7) "0004:foo.bar.baz.min:true"
8) "0004:foo.bar.baz.sum:true"
Deleting "foo.bar.baz.count" obviously should succeed.
What should happen if you delete "foo.bar.baz"? Should it fail, or should it delete all child paths? As there would then be no leaves that start with "foo" or "foo.bar", should it delete those, too?
Yeah, if there's a dry run flag, that brings the API back into contention.
If there's no wild card, only leaves (paths ending in :true) rather than stems should be able to be deleted.
For a wild-card or branch deletion, we should decide how greedy an ending wildcard should be, or if we should just have a parameter that signals deleting the entire branch and its contents.
Do we need wildcards at all? For example, given the earlier example paths, is there (or should there be) any difference between the following?
DELETE foo.bar.baz.*
DELETE foo.bar.baz
While it could be possible to use leading or middle wildcards (.bar, foo..baz), is there a reasonable use case for this?
For metrics deletes, a leading wildcard probably requires a full table scan of every table that contains the matched paths.
Cassandra is lame, there are no range deletes. Suggestion: do a query, and then delete every row returned. Not gonna happen.

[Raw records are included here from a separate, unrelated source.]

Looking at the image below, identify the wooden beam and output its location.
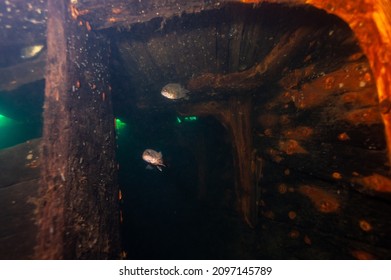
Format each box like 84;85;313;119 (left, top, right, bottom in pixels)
36;0;119;259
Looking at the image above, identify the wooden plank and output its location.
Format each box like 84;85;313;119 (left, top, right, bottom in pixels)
36;0;119;259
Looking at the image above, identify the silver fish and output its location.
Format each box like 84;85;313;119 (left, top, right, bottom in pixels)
161;83;189;100
143;149;166;171
20;45;44;59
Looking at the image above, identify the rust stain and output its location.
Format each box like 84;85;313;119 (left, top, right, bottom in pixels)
304;235;312;245
282;126;314;140
86;21;91;31
338;132;350;141
278;184;288;194
350;250;376;260
305;0;391;168
339;88;378;107
358;220;372;232
352;173;391;192
288;211;297;220
111;8;122;15
288;229;300;239
69;5;79;20
342;108;382;125
331;172;342;180
279;139;308;155
262;210;276;220
299;185;340;213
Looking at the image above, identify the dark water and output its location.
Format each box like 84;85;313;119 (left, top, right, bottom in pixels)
118;114;258;259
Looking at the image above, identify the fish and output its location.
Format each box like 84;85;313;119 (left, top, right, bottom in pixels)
142;149;166;171
20;45;44;59
161;83;190;100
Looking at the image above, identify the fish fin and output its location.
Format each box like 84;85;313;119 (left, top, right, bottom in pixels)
145;164;153;170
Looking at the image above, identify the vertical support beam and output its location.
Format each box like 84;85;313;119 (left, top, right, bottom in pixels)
36;0;119;259
223;97;258;228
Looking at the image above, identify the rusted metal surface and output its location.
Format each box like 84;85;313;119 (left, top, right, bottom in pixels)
36;1;119;259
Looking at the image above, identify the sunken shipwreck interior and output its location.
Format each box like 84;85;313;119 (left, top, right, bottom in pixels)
0;0;391;260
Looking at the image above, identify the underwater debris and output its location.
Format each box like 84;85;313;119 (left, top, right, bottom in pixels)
299;185;340;213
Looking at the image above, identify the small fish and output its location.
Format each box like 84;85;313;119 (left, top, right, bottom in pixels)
143;149;166;171
20;45;44;59
161;83;189;100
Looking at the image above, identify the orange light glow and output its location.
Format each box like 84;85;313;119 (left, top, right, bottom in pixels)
351;250;376;260
70;5;79;20
352;173;391;192
359;220;372;232
299;185;340;213
288;211;297;220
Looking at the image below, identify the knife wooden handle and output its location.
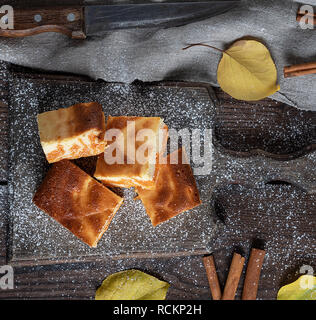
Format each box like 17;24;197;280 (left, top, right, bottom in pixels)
0;7;86;39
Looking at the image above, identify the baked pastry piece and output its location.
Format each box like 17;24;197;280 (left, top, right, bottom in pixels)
37;102;105;163
33;160;123;247
94;116;168;188
136;149;201;226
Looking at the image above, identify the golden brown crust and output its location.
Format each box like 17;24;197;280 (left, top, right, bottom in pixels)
94;116;168;189
136;149;201;226
37;102;106;163
33;160;123;247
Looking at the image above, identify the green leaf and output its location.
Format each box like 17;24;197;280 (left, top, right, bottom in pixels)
95;269;169;300
277;275;316;300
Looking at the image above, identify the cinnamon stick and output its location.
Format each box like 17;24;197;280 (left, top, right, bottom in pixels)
242;248;265;300
283;62;316;78
222;253;245;300
203;255;222;300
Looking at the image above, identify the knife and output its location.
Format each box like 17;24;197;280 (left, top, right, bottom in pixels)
0;0;240;39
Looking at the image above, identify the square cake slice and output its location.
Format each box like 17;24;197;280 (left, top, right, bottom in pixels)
94;116;168;189
33;160;123;247
37;102;105;163
136;149;201;226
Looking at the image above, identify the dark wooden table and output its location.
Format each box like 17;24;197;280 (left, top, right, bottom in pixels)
0;52;316;299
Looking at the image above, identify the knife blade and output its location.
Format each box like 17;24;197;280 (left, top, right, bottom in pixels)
0;0;240;39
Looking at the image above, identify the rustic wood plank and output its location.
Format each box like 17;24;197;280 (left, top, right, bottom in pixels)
214;89;316;160
0;185;8;266
210;182;316;299
0;65;315;299
0;61;8;182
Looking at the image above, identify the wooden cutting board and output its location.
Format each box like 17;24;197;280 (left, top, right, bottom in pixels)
4;66;316;264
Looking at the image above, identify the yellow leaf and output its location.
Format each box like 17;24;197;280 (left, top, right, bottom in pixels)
217;40;280;101
277;275;316;300
95;269;169;300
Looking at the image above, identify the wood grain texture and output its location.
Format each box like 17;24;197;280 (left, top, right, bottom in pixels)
0;61;8;182
0;63;316;299
214;89;316;160
0;7;86;39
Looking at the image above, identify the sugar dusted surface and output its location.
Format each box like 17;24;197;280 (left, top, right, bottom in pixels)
9;79;214;260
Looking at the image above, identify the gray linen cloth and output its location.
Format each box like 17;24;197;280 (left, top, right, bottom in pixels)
0;0;316;110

This means that we offer deleting EVERY ROW for a path, or not deleting anything. :(
I'm open to suggestions.
{
"dryrun":false,
"approximate_total_deleted":2,
"approximate_total_bytable":{
"rollup_000001800":0,
"rollup_000003600":0,
"rollup_000086400":0,
"rollup_001814400":0,
"rollup_002592000":2,
"rollup_031536000":0
},
"delete_errors":{
"rollup_000001800":"Invalid operator \u003e= for PRIMARY KEY part time",
"rollup_000003600":"Invalid operator \u003e= for PRIMARY KEY part time",
"rollup_000086400":"Invalid operator \u003e= for PRIMARY KEY part time",
"rollup_001814400":"Invalid operator \u003e= for PRIMARY KEY part time",
"rollup_002592000":"Invalid operator \u003e= for PRIMARY KEY part time",
"rollup_031536000":"Invalid operator \u003e= for PRIMARY KEY part time"
}
}
Metrics deletion is mostly in place, pending Cassandra ability to delete by range.
For Index deletions:
Enumerate all paths that match the wildcard. For each path:
- delete all metrics data
- remove entry from internal rollup data structure
- remove the path from ElasticSearch
It's important to clear the internal data structure, so that if that path arrives again in the input, it will be a cache miss and be re-indexed.